If $a,b,c,d\in\mathbb N$ and $a^2+b^2\mid ac+bd$, can it be true that $\gcd(a^2+b^2,c^2+d^2)=1$? or $3$? or $74$?
That problem is complicated. I've tried some approaches, but they're useless. E.g. if $$\gcd(a^2+b^2,c^2+d^2)=1$$ Then $$\gcd((a^2+b^2)(c^2+d^2),ac+bd)=\gcd(a^2+b^2,ac+bd)\gcd(c^2+d^2,ac+bd)$$ So it would be sufficient to show that this equality can't hold. But it won't work.
Also, if $\gcd(a,b)=1$, then $\gcd(a+b,a^2+b^2)=1$ or $2$. So it'd also be sufficient to prove that it can't be true that $$\gcd(a^2+b^2+c^2+d^2,(a^2+b^2)^2+(c^2+d^2)^2)$$ is $1$ or $2$, but you can see how desperate proving this would actually be.
I'm curious to see a solution.
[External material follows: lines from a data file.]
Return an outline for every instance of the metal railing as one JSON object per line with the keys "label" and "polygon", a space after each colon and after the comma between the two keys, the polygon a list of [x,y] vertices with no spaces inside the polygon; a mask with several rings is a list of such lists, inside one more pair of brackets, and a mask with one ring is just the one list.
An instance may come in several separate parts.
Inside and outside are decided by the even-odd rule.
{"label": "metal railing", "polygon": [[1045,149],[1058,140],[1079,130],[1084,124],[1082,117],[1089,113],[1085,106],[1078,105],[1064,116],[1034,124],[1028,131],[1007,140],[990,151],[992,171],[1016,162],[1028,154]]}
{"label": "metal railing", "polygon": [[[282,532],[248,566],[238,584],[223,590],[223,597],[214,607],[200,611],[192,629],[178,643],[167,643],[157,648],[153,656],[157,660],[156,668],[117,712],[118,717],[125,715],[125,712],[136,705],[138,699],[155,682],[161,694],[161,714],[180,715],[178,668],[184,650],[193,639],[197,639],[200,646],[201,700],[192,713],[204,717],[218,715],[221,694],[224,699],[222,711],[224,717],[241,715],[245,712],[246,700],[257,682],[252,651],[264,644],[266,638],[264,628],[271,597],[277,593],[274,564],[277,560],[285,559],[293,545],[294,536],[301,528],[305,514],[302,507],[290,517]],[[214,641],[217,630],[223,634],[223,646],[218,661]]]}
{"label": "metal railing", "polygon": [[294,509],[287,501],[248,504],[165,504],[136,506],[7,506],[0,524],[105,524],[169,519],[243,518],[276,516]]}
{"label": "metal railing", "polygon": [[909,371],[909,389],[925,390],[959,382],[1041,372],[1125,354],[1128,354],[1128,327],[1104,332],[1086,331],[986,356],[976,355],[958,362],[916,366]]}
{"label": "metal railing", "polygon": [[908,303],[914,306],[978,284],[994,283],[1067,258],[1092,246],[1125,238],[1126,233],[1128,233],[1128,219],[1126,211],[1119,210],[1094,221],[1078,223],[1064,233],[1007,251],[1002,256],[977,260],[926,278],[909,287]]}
I'll see if you could think of one.
And it's a problem from the selection of people for the IMO $2013$ phase (not sure how to say it). I can't find a solution on the Internet. I think knowing how to solve this problem could help me in the future, so I've posted it here.